According to Am Investment Bank Bhd (AmInvestment Bank), after a disappointing FY16, Lafarge’s earnings are expected to rise by 44 per cent and 68 per cent in FY17F and FY18F.
“Lafarge’s local cement sales is to grow by five per cent in both FY17F and FY18F, driven by demand from infrastructure and large- scale property projects,” it detailled in a report yesterday.
The research firm believed the group’s quarterly local cement sales – as well as profitability – have hit rock bottom in the third quarter of FY16 (3QFY16).
Meanwhile, AmInvestment Bank’s prudent assumption was that cement’s average selling price (ASP) would remain at about RM250 per tonne in FY17F, before increasing slightly to RM260 per tonne in FY18F and FY19F.
It also believed that Lafarge’s earnings could potentially be boosted by contributions from the group’s collaboration with the federal government to build houses in rural/semi-urban area using its new technology called FASTBUILD.
“FASTBUILD is a monolithic building system that combines aluminum formwork and concrete which able to build and complete the house within nine days.
“The federal government is expected to build more houses in these areas using this technology by Lafarge Malaysia,” it said.

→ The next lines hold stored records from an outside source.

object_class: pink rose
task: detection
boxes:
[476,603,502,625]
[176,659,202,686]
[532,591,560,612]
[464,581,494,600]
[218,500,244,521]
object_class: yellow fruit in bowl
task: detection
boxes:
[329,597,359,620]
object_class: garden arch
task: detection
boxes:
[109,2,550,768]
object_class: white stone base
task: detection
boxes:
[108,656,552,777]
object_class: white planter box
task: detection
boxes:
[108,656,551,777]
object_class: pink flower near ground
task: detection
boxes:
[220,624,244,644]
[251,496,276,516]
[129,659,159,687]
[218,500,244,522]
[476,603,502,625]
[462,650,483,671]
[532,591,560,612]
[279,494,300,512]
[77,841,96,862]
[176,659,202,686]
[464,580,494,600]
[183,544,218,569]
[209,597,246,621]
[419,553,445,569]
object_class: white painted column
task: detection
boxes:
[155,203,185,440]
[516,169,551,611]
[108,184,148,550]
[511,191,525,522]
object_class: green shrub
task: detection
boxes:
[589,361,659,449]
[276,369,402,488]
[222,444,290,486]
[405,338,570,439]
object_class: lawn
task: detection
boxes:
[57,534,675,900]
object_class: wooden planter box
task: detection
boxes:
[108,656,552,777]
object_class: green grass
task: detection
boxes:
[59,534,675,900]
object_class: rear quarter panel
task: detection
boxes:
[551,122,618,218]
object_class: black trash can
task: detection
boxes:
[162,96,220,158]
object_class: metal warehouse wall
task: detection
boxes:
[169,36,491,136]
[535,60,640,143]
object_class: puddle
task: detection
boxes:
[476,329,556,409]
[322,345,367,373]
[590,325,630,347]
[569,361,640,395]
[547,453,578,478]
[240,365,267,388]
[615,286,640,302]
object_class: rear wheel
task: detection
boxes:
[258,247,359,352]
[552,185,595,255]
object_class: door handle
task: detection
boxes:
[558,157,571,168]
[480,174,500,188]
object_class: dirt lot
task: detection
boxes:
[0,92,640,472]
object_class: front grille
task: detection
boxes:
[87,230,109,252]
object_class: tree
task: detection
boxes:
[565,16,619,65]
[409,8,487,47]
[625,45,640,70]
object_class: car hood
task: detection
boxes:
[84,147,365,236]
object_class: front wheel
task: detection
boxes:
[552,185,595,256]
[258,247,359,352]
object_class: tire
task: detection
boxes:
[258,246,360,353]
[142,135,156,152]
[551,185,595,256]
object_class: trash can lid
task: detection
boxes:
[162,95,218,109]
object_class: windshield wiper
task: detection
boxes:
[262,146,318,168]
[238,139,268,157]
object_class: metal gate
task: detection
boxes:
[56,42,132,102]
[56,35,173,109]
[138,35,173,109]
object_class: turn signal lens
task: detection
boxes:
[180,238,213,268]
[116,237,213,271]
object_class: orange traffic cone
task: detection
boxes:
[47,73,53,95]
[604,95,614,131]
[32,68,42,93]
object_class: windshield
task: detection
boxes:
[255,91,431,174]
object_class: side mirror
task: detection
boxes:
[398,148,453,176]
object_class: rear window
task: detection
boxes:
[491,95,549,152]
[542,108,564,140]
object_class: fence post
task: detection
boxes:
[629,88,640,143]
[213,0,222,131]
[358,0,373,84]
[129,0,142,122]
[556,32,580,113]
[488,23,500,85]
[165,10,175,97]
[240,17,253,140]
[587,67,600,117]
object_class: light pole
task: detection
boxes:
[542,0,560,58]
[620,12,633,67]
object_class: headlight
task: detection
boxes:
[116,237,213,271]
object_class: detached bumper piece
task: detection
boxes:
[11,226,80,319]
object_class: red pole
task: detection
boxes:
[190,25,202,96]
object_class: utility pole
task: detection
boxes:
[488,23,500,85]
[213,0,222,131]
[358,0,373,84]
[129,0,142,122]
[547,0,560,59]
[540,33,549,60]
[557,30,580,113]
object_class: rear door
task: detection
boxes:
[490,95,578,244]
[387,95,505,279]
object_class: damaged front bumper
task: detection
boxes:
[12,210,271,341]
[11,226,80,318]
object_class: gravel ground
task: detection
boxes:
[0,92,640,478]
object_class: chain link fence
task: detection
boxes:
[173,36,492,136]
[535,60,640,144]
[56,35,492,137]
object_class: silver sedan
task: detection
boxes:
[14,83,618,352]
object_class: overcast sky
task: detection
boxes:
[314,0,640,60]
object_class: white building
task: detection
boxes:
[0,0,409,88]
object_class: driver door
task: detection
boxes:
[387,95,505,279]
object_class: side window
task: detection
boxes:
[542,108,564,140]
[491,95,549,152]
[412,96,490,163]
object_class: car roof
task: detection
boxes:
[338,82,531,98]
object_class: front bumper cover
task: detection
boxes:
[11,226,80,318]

Additionally, operating cost is expected by AmInvestment Bank to improve, on further savings of transportation cost by focusing production in Kanthan, Perak and Rawang, Selangor to fulfil domestic demand and Langkawi solely for export demand (Langkawi previously also supplied to the domestic market via Westport which was not cost efficient).
“Inventory management is further enhanced with SAP implementation on the recent Holcim integration which will guide the company for optimal production for each of the plants,” the research firm said.

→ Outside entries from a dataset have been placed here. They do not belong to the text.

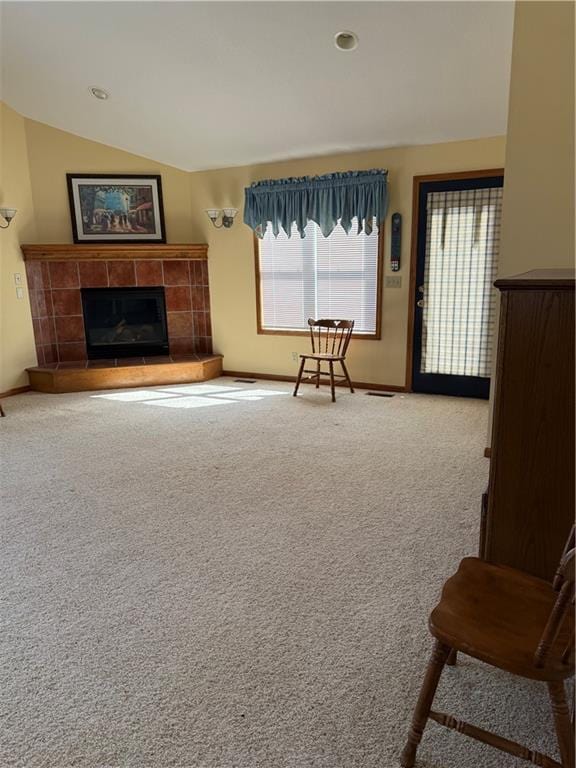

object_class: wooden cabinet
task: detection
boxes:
[481,270,574,580]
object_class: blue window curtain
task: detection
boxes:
[244,169,388,238]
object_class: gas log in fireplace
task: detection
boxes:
[82,288,169,360]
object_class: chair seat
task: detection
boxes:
[300,352,345,362]
[430,557,574,681]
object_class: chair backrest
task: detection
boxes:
[534,526,576,668]
[308,318,354,357]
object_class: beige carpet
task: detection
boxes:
[0,379,556,768]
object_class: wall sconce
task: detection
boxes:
[0,208,18,229]
[206,208,238,229]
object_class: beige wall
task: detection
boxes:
[190,137,505,386]
[487,2,575,445]
[499,2,574,275]
[26,120,192,243]
[0,102,36,392]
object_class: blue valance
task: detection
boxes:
[244,169,388,238]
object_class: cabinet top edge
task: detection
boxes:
[494,269,576,290]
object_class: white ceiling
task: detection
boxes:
[2,1,513,170]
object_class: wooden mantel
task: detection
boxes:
[20,243,208,261]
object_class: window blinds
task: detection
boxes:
[258,220,378,334]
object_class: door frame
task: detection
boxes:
[406,168,504,392]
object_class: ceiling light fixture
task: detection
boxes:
[334,32,358,51]
[206,208,238,229]
[90,87,110,101]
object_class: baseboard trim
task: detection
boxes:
[222,370,406,392]
[0,384,32,397]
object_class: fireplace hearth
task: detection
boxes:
[81,287,169,360]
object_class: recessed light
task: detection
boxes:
[334,32,358,51]
[90,88,110,101]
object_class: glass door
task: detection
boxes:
[412,176,503,398]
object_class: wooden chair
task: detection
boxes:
[401,528,575,768]
[293,319,354,402]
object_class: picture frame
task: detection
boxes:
[66,173,166,244]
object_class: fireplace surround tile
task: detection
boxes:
[190,285,204,312]
[136,261,164,285]
[54,316,84,345]
[49,261,80,288]
[78,261,108,288]
[167,312,193,338]
[162,261,190,285]
[52,288,82,317]
[108,261,136,288]
[26,258,212,365]
[164,285,192,312]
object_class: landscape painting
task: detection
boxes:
[66,173,166,243]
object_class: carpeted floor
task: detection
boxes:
[0,379,556,768]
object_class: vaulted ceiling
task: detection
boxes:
[2,1,513,170]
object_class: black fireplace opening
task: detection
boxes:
[82,287,169,360]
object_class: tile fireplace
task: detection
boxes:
[22,245,212,366]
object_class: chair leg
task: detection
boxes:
[446,648,458,667]
[292,357,306,397]
[548,681,574,768]
[400,640,450,768]
[329,360,336,403]
[340,360,354,394]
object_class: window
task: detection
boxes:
[256,220,382,338]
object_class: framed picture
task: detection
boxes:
[66,173,166,243]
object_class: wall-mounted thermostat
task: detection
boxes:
[390,213,402,272]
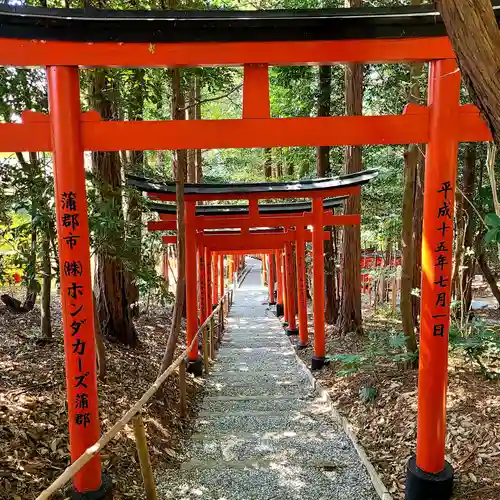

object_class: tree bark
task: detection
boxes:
[186,75,197,183]
[171,68,187,182]
[457,143,477,314]
[400,149,417,352]
[160,135,186,373]
[194,75,203,184]
[339,0,363,334]
[90,70,138,346]
[41,234,52,339]
[400,25,424,352]
[127,68,145,316]
[437,0,500,147]
[477,252,500,306]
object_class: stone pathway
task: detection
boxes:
[157,258,378,500]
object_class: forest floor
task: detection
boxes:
[0,296,202,500]
[298,300,500,500]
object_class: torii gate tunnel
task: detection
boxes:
[143,193,358,354]
[0,6,491,500]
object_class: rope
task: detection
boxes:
[36,292,229,500]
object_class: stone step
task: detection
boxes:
[201,396,311,416]
[206,377,306,397]
[157,463,378,500]
[190,427,357,466]
[195,411,325,435]
[212,357,299,373]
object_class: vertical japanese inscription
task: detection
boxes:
[432,181,453,337]
[59,191,91,428]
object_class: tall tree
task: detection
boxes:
[316,66,339,324]
[126,68,145,316]
[89,69,137,346]
[437,0,500,147]
[455,143,477,315]
[401,10,424,352]
[339,0,363,333]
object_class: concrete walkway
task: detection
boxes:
[157,258,378,500]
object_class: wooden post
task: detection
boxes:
[202,326,209,375]
[133,411,157,500]
[179,361,187,418]
[311,198,326,370]
[47,66,102,496]
[210,314,215,361]
[406,59,460,500]
[391,276,397,313]
[295,226,309,348]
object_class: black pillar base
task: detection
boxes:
[405,456,453,500]
[311,356,328,371]
[69,474,113,500]
[276,302,285,317]
[186,356,203,377]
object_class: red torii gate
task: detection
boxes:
[146,193,360,350]
[0,6,491,500]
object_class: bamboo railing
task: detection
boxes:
[36,290,233,500]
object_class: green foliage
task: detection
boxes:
[484,213,500,243]
[449,319,500,380]
[327,332,416,379]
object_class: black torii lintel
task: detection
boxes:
[0,0,500,43]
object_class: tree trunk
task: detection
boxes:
[437,0,500,147]
[316,66,339,325]
[400,31,424,352]
[477,252,500,306]
[461,143,477,312]
[186,75,197,183]
[171,68,187,182]
[194,75,203,184]
[160,141,186,373]
[41,234,52,339]
[408,0,426,332]
[339,0,363,333]
[90,70,137,346]
[400,148,417,352]
[127,68,145,316]
[264,148,273,181]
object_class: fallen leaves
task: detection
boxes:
[0,297,200,500]
[298,308,500,500]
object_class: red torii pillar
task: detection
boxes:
[184,201,203,376]
[198,244,207,325]
[205,247,212,319]
[219,253,224,298]
[285,242,296,335]
[212,253,220,308]
[311,198,325,370]
[281,251,289,326]
[267,252,276,306]
[295,226,309,349]
[47,66,111,499]
[406,59,460,500]
[275,250,283,316]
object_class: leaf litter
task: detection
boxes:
[0,296,202,500]
[297,311,500,500]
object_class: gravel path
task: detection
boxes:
[157,258,378,500]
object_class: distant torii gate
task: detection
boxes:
[146,193,362,350]
[0,5,491,500]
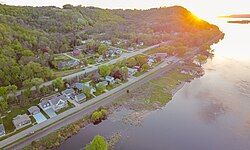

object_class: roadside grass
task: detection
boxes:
[87,57,96,65]
[134,71,145,77]
[56,102,75,115]
[106,83,120,91]
[40,109,50,119]
[0,124,32,141]
[2,99,39,133]
[147,70,192,105]
[53,68,84,77]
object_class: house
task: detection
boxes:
[39,99,52,110]
[96,81,109,87]
[0,124,5,137]
[12,114,31,130]
[115,48,122,55]
[105,76,115,84]
[62,88,75,98]
[133,66,141,71]
[128,68,138,76]
[57,60,80,69]
[155,53,168,60]
[28,106,40,115]
[72,49,81,56]
[39,93,69,111]
[50,95,69,111]
[75,93,87,103]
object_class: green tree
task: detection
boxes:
[196,55,207,66]
[85,135,108,150]
[126,57,137,68]
[83,86,91,98]
[98,65,111,77]
[135,55,148,66]
[142,63,150,71]
[0,87,8,99]
[0,98,8,112]
[96,83,106,93]
[97,44,108,55]
[52,77,64,91]
[31,78,44,92]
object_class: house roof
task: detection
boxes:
[76,93,86,101]
[28,106,40,114]
[62,88,75,95]
[97,81,109,86]
[0,124,5,135]
[74,82,86,90]
[12,114,31,126]
[50,95,68,105]
[105,76,115,81]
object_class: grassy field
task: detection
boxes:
[56,102,75,114]
[2,99,39,133]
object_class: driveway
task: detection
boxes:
[44,108,57,118]
[33,113,47,124]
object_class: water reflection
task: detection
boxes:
[60,20,250,150]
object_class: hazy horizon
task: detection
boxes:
[0,0,250,19]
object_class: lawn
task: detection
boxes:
[56,102,75,115]
[2,99,40,133]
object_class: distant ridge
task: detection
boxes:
[219,14,250,18]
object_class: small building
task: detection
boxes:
[75,93,87,103]
[96,81,109,87]
[72,49,81,56]
[73,82,85,91]
[128,68,138,76]
[105,76,115,84]
[155,53,168,60]
[0,124,5,137]
[12,114,31,130]
[62,88,75,98]
[50,95,69,111]
[39,99,52,110]
[39,93,70,111]
[28,106,40,115]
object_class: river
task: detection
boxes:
[59,19,250,150]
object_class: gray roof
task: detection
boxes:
[0,124,5,136]
[74,83,86,90]
[97,81,109,86]
[62,88,75,95]
[28,106,40,114]
[76,93,86,101]
[50,95,68,105]
[13,114,31,126]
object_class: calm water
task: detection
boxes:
[60,20,250,150]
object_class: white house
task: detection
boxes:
[105,76,115,84]
[12,114,31,130]
[0,124,5,137]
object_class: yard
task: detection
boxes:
[2,99,39,133]
[56,102,75,115]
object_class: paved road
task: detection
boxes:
[0,44,170,148]
[9,42,170,96]
[0,55,184,149]
[63,53,80,62]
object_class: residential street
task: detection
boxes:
[10,42,170,96]
[0,51,184,149]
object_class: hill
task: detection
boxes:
[0,5,221,88]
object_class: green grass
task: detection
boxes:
[2,99,39,133]
[87,57,96,65]
[56,102,75,115]
[134,71,145,77]
[145,70,192,105]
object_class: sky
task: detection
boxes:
[0,0,250,19]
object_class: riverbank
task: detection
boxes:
[25,61,202,149]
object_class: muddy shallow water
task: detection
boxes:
[59,20,250,150]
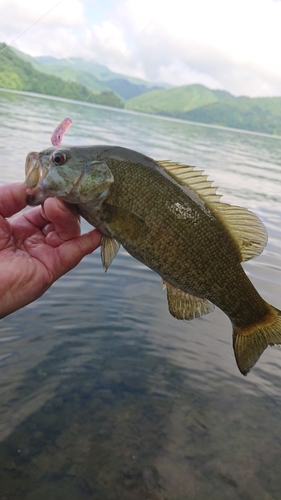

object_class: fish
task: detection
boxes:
[25,145,281,375]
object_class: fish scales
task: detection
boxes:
[26,146,281,374]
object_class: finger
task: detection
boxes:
[0,182,26,217]
[52,229,102,279]
[42,198,81,241]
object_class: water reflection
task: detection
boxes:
[0,92,281,500]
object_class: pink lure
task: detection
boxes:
[51,118,72,146]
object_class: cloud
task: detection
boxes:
[0,0,281,96]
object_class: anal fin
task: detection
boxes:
[163,280,215,320]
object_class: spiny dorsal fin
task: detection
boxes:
[157,160,267,262]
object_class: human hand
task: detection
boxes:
[0,183,101,318]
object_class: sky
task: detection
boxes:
[0,0,281,97]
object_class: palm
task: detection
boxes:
[0,184,100,317]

It noted that the Langkawi plant workforce has been reduced by 50 people after a voluntary separation scheme (VSS) in 2016.
These savings should more than offset the higher coal cost, which AmInvestment Bank projected to rise by 10 per cent annually in FY17 to FY19F, from (US$55 per tonne in FY16).

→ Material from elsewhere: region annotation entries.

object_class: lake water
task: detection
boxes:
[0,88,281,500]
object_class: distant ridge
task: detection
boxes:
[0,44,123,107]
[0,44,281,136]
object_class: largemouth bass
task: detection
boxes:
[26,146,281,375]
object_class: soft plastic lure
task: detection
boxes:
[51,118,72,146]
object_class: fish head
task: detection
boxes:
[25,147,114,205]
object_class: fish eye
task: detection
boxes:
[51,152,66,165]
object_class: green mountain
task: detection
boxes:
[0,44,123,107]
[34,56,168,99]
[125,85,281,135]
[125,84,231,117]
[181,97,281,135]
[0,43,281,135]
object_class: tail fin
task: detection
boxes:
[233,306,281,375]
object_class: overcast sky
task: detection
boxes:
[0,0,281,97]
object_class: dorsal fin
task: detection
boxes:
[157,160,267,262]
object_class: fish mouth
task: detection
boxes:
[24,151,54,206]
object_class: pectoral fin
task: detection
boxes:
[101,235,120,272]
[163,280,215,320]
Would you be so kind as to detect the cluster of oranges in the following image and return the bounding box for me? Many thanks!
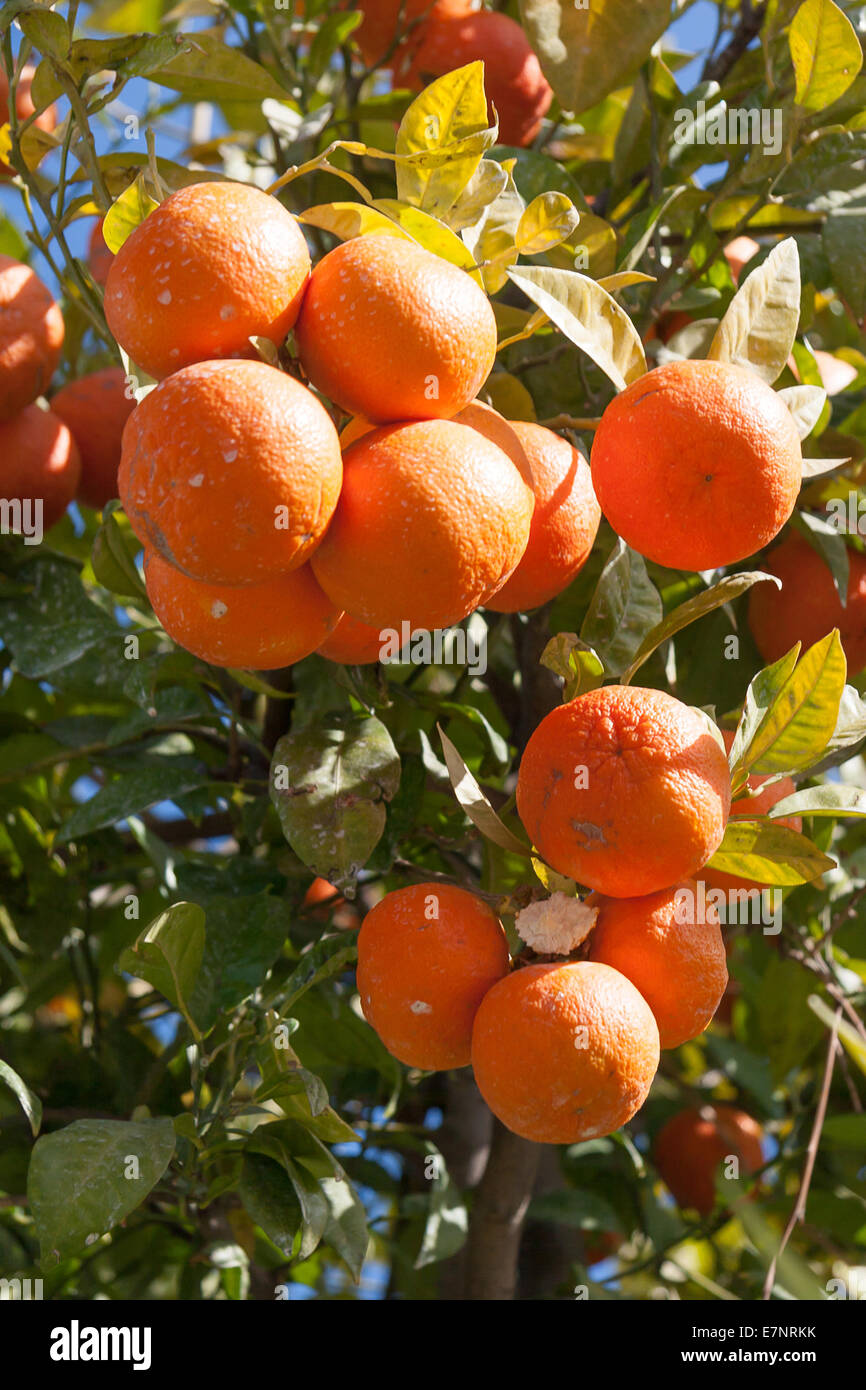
[357,685,759,1184]
[0,256,135,532]
[69,182,601,670]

The research firm noted that coal makes up about 30 per cent to 35 per cent of its total production cost.
Overall, Am Investment continued to like Lafarge Malaysia because the group is the largest cement player in Malaysia with a 40 per cent market share in Peninsular Malaysia, making it a good proxy to public infrastructure spending in the country, overcapacity in the local cement industry has eased thanks to the pick-up in demand and the company observes strong environmental, social and governance standards.